Know that you are Noah, and that your flesh is the ark.

Your flesh that is the ark that will carry the myriad wild beasts.

Traveler whose heart wanders lost in a wild sea of fate upon the raging floodwaters.

People, you will come to seek rest. You will release to Heaven the dove of peace that is within.

You will search for a peaceful land.

Seek and you will receive. Pray and you will be heard. Knock and it will open.

People, you will become Ararat. You will someday attain the summit of enlightenment.

Then will you stand in the eternal land. Then will you unload the myriad wild beasts.

You will become light itself. You will return to the light that is you.


[That which is of the flesh shall with the flesh be destroyed. That which is of the spirit shall live a life of eternity.]

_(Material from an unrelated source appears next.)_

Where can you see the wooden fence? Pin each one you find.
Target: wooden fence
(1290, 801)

These are the words of a saint, but with the conflicts and struggles raging in the world of religion today, I have chosen to eradicate the religiosity of the phrase by not indicating the name. There are those, however, who know these famous words.

If you compare the poem “Noah” with the words of this saint, you will find that you approach the question of the innate nature of man as being fundamentally good or fundamentally evil. Seen from the spiritual dimension, you recognize that man’s nature is “nothingness, emptiness, and fundamentally good.”

Because people are made of flesh, they revolt against their conscience. They give in to their appetite, to their sexual desire, and to their greed in order that the flesh may thrive. They oppose all other things, and are consumed by their combative instincts and passions. The intellect becomes egotistical and reason fades. They commit all variety of sin and show not the least constraint.